Many of the emendations in the present text are to marks of punctuation, either to correct recent typographical errors or to repair surviving alterations introduced in the second printing of The Fellowship of the Ring. In the latter respect and in every case, Tolkien’s original punctuation is always more felicitous – subtle points, when one is comparing commas and semi-colons, but no less a part of the author’s intended expression. Distinctive words such as chill rather than cold, and glistered rather than glistened, changed by typesetters long ago without authorization, likewise have been restored. A controlled amount of regularization also seemed called for, such as naught rather than nought, a change instituted by Tolkien but not carried through in all instances; Dark Power rather than dark power when the reference is obviously to Sauron (or Morgoth); Barrow-downs by Tolkien’s preference rather than Barrowdowns; likewise Bree-hill rather than Bree Hill; accented and more common Drúadan rather than Druadan; capitalized names of seasons when used as personification or metaphor, according to Tolkien’s predominant practice and the internal logic of the text; and Elvish rather than elvish when used as a separate adjective, following a preference Tolkien marked in his copy of the second edition of The Lord of the Rings. In addition, we have added a second accent to Númenórean(s), as Tolkien often wrote the name in manuscript and as it appears in The Silmarillion and other posthumous publications.

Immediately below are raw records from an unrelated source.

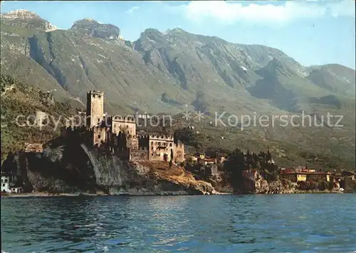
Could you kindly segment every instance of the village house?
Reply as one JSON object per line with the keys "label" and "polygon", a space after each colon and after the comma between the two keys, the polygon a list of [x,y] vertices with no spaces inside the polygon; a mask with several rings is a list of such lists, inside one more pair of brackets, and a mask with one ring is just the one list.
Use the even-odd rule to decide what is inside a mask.
{"label": "village house", "polygon": [[282,170],[281,174],[284,178],[289,179],[292,182],[300,182],[307,181],[307,175],[303,172],[298,172],[291,170]]}
{"label": "village house", "polygon": [[210,164],[216,164],[216,158],[211,158],[209,157],[204,157],[203,158],[198,158],[198,163],[203,166]]}
{"label": "village house", "polygon": [[41,144],[25,144],[25,152],[42,153],[43,147]]}
{"label": "village house", "polygon": [[1,176],[1,193],[11,193],[10,177],[9,176]]}

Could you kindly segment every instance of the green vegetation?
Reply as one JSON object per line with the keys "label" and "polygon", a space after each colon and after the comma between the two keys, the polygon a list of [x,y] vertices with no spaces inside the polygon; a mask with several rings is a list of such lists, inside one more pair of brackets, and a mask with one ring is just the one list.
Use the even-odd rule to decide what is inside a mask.
{"label": "green vegetation", "polygon": [[[34,124],[34,117],[38,111],[47,113],[56,120],[60,117],[68,117],[75,115],[76,110],[69,104],[62,102],[48,103],[47,92],[18,82],[9,76],[1,75],[1,161],[5,159],[9,151],[22,149],[25,143],[42,143],[59,135],[59,127],[54,129],[55,124],[50,121],[46,126],[39,129],[38,126],[27,125],[26,119],[28,118],[30,124]],[[17,122],[26,126],[20,126]],[[61,122],[63,123],[63,120]]]}
{"label": "green vegetation", "polygon": [[[28,87],[51,90],[57,102],[54,107],[63,102],[83,109],[86,92],[100,90],[105,92],[105,110],[109,114],[138,111],[175,115],[173,129],[149,130],[170,134],[177,130],[188,152],[231,152],[236,147],[256,154],[270,150],[281,166],[355,168],[354,70],[338,65],[306,68],[276,48],[231,43],[182,29],[164,33],[147,29],[137,41],[128,42],[110,38],[120,33],[118,28],[88,20],[71,29],[51,32],[45,32],[46,21],[38,16],[27,21],[4,18],[1,21],[1,75]],[[28,102],[31,94],[9,95],[1,96],[8,112],[4,114],[37,108],[66,111],[66,107],[33,106]],[[205,111],[204,120],[182,120],[179,114],[186,110],[193,115],[194,110]],[[236,126],[214,126],[215,112],[226,112],[223,118],[226,122],[231,114],[256,112],[271,118],[273,114],[301,116],[301,111],[318,119],[328,112],[343,115],[343,126],[282,127],[278,120],[274,126],[243,130],[242,122]],[[19,136],[21,131],[1,131],[6,149],[11,144],[21,146],[17,140],[23,141],[30,134]]]}

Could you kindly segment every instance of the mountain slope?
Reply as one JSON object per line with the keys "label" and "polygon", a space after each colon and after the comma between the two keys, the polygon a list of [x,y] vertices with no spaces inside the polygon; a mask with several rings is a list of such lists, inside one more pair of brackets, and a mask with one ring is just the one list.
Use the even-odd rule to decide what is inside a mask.
{"label": "mountain slope", "polygon": [[68,30],[48,31],[48,21],[20,14],[1,16],[1,73],[55,90],[55,99],[80,107],[88,90],[100,90],[110,114],[195,110],[206,112],[204,124],[224,112],[225,122],[231,114],[254,113],[344,115],[344,126],[337,129],[258,124],[240,131],[243,122],[229,130],[201,123],[199,134],[215,137],[199,141],[229,149],[264,150],[269,145],[284,151],[281,159],[286,164],[304,161],[299,153],[355,163],[353,70],[339,65],[307,68],[276,48],[178,28],[147,29],[134,42],[124,41],[120,28],[90,18]]}

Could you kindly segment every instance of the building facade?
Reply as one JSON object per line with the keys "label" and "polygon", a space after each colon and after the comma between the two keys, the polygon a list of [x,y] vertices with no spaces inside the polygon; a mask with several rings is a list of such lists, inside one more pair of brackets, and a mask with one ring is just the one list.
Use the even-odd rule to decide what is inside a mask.
{"label": "building facade", "polygon": [[112,153],[131,161],[184,161],[184,146],[173,136],[162,134],[137,135],[137,119],[132,116],[108,116],[104,114],[104,94],[90,91],[87,94],[85,125],[67,126],[61,136],[81,138],[87,144],[107,149]]}

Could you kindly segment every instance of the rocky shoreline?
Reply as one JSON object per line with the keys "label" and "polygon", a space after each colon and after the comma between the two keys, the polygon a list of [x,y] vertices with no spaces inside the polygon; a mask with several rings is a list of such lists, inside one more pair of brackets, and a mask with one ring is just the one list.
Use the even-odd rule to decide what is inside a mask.
{"label": "rocky shoreline", "polygon": [[1,198],[342,193],[332,188],[300,190],[297,183],[280,178],[268,182],[259,173],[244,177],[236,191],[221,187],[221,181],[196,180],[177,165],[130,162],[83,144],[48,147],[43,153],[18,154],[6,164],[20,175],[25,193]]}

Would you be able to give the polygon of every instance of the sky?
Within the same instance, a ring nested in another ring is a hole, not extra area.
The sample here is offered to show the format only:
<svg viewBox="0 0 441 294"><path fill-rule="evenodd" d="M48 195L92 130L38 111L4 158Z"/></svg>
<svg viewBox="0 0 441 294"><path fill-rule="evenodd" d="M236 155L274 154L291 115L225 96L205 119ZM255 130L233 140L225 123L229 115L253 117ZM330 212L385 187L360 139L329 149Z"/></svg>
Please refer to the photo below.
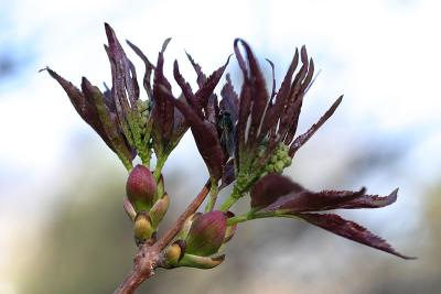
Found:
<svg viewBox="0 0 441 294"><path fill-rule="evenodd" d="M53 200L47 186L60 185L54 178L72 164L78 142L105 150L61 87L37 73L51 66L76 85L83 75L96 85L109 84L104 22L153 61L163 40L172 36L165 54L170 79L174 58L184 75L193 74L184 50L209 72L233 52L234 39L243 37L262 68L269 70L263 58L275 62L280 81L295 47L305 44L322 70L305 101L302 126L314 122L344 94L331 124L345 134L336 143L341 152L333 154L340 160L348 144L363 150L364 144L402 142L407 152L397 177L413 192L409 178L435 181L441 166L440 11L439 1L411 0L0 0L0 58L11 56L17 63L13 75L0 77L0 293L17 293L8 266L23 221L20 211L35 221L42 218L41 209L33 207ZM127 52L141 76L142 64ZM239 78L234 59L229 70ZM324 130L323 135L333 134ZM194 150L191 140L183 144ZM115 160L110 152L105 156ZM370 181L384 188L380 177Z"/></svg>

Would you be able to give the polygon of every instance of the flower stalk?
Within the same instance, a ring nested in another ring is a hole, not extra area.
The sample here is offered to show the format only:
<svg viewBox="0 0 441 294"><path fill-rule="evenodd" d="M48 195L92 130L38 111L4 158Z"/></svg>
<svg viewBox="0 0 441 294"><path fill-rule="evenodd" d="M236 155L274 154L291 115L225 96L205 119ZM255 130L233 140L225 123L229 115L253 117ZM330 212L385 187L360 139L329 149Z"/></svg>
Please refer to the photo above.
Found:
<svg viewBox="0 0 441 294"><path fill-rule="evenodd" d="M108 40L105 51L111 69L110 89L106 86L101 91L85 77L77 88L51 68L45 70L63 87L78 115L116 153L129 173L123 209L133 222L138 253L133 269L115 293L133 293L157 268L218 266L225 260L222 252L234 238L237 226L261 218L303 220L352 241L412 259L361 225L330 213L391 205L397 200L398 189L387 196L366 194L364 187L355 192L313 192L282 175L300 148L334 115L343 99L343 96L338 97L316 123L298 134L303 99L314 80L314 62L308 56L305 46L295 50L280 88L276 90L273 77L271 91L268 91L265 75L250 46L241 39L235 40L234 53L244 80L237 94L226 74L220 96L215 88L230 58L211 75L205 75L201 65L186 53L196 74L197 89L186 81L175 61L173 78L181 95L174 97L171 83L163 73L165 50L171 39L163 42L155 64L128 41L146 67L142 86L148 98L142 100L132 62L111 26L106 23L105 30ZM268 62L275 76L275 65ZM166 193L162 171L189 129L209 179L174 225L162 232L160 225L173 202ZM133 166L137 156L142 164ZM152 156L157 160L154 171L150 170ZM232 193L216 210L219 192L229 185L233 185ZM235 216L230 209L235 209L238 199L247 196L249 210Z"/></svg>

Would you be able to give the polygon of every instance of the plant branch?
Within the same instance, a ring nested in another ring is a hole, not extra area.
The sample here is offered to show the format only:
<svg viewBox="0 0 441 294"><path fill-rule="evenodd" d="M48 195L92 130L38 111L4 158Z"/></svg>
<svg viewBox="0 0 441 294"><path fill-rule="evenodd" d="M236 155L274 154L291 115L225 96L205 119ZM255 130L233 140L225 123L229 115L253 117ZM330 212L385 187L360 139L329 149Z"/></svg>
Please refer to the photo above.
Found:
<svg viewBox="0 0 441 294"><path fill-rule="evenodd" d="M131 294L143 281L154 274L154 269L161 262L161 251L176 237L184 221L197 210L208 195L209 189L211 182L208 181L196 198L194 198L184 213L178 218L174 226L161 239L154 244L146 243L139 247L139 251L133 259L132 270L114 294Z"/></svg>
<svg viewBox="0 0 441 294"><path fill-rule="evenodd" d="M201 206L201 204L205 200L206 196L209 193L209 189L211 189L211 182L207 181L207 183L204 185L204 187L196 196L196 198L194 198L194 200L187 206L184 213L182 213L182 215L178 218L174 226L168 232L165 232L165 235L162 236L162 238L159 239L153 247L155 247L159 251L161 251L173 240L174 237L176 237L182 226L184 225L185 220L191 215L193 215Z"/></svg>
<svg viewBox="0 0 441 294"><path fill-rule="evenodd" d="M114 294L132 294L135 290L147 279L154 274L159 254L151 244L141 244L133 259L133 269L121 282Z"/></svg>

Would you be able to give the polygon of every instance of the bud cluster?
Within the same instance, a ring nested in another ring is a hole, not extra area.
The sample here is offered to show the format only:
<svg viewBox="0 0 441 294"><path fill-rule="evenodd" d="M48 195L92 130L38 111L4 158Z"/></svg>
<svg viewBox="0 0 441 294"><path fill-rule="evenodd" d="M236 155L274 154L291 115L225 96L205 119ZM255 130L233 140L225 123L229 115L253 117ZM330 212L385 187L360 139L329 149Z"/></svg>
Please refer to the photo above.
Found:
<svg viewBox="0 0 441 294"><path fill-rule="evenodd" d="M127 179L127 214L135 221L135 239L143 243L153 237L169 208L169 195L164 193L163 178L157 185L151 171L137 165Z"/></svg>
<svg viewBox="0 0 441 294"><path fill-rule="evenodd" d="M227 226L232 216L232 213L213 210L187 218L178 240L165 249L165 266L212 269L219 265L225 255L218 252L236 230L236 225Z"/></svg>

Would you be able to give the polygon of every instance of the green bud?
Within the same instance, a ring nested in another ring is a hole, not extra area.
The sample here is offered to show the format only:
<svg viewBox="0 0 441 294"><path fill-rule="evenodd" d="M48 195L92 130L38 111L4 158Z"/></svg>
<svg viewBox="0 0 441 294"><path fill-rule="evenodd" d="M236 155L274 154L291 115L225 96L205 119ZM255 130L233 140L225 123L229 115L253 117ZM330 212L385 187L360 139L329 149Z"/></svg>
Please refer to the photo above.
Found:
<svg viewBox="0 0 441 294"><path fill-rule="evenodd" d="M228 218L232 218L235 216L232 211L227 211L226 215ZM227 229L225 230L224 243L226 243L233 239L233 237L236 232L236 229L237 229L237 224L227 227Z"/></svg>
<svg viewBox="0 0 441 294"><path fill-rule="evenodd" d="M179 233L179 239L185 240L186 237L189 236L190 228L192 227L193 221L198 218L202 214L201 213L195 213L191 215L182 225L181 231Z"/></svg>
<svg viewBox="0 0 441 294"><path fill-rule="evenodd" d="M153 228L158 228L158 225L164 218L166 210L169 209L170 197L165 193L161 199L159 199L149 211L150 219Z"/></svg>
<svg viewBox="0 0 441 294"><path fill-rule="evenodd" d="M165 249L165 263L170 268L175 268L182 259L185 251L185 242L178 240Z"/></svg>
<svg viewBox="0 0 441 294"><path fill-rule="evenodd" d="M138 111L139 112L144 112L147 109L149 109L149 101L142 101L141 99L139 99L137 101L137 106L138 106Z"/></svg>
<svg viewBox="0 0 441 294"><path fill-rule="evenodd" d="M164 188L164 177L161 176L158 179L158 184L157 184L157 195L154 199L159 199L161 198L163 195L165 194L165 188Z"/></svg>
<svg viewBox="0 0 441 294"><path fill-rule="evenodd" d="M137 211L135 211L133 206L129 202L129 198L123 198L123 208L131 220L135 221L135 217L137 216Z"/></svg>
<svg viewBox="0 0 441 294"><path fill-rule="evenodd" d="M136 211L149 211L157 192L157 184L150 170L140 164L135 166L127 179L126 192Z"/></svg>
<svg viewBox="0 0 441 294"><path fill-rule="evenodd" d="M283 167L284 167L283 162L282 162L282 161L278 161L278 162L275 164L275 171L276 171L276 173L281 173L281 172L283 172Z"/></svg>
<svg viewBox="0 0 441 294"><path fill-rule="evenodd" d="M140 211L135 218L135 240L137 244L144 243L152 237L153 227L149 214Z"/></svg>
<svg viewBox="0 0 441 294"><path fill-rule="evenodd" d="M185 252L200 257L216 253L224 242L226 228L227 217L223 211L203 214L190 228Z"/></svg>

The result, nonetheless, still includes many variations in capitalization, punctuation, and other points of style. Not all of these are erroneous: they include words such as Sun, Moon, Hobbit, and Man (or sun, moon, hobbit, man), which may change form according to meaning or application, in relation to adjacent adjectives, or whether Tolkien intended personification, poetry, or emphasis. His intent cannot be divined with confidence in every case. But it is possible to discern Tolkien’s preferences in many instances, from statements he wrote in his check copies of The Lord of the Rings or from a close analysis of its text in manuscript, typescript, proof, and print. Whenever there has been any doubt whatsoever as to the author’s intentions, the text has been allowed to stand.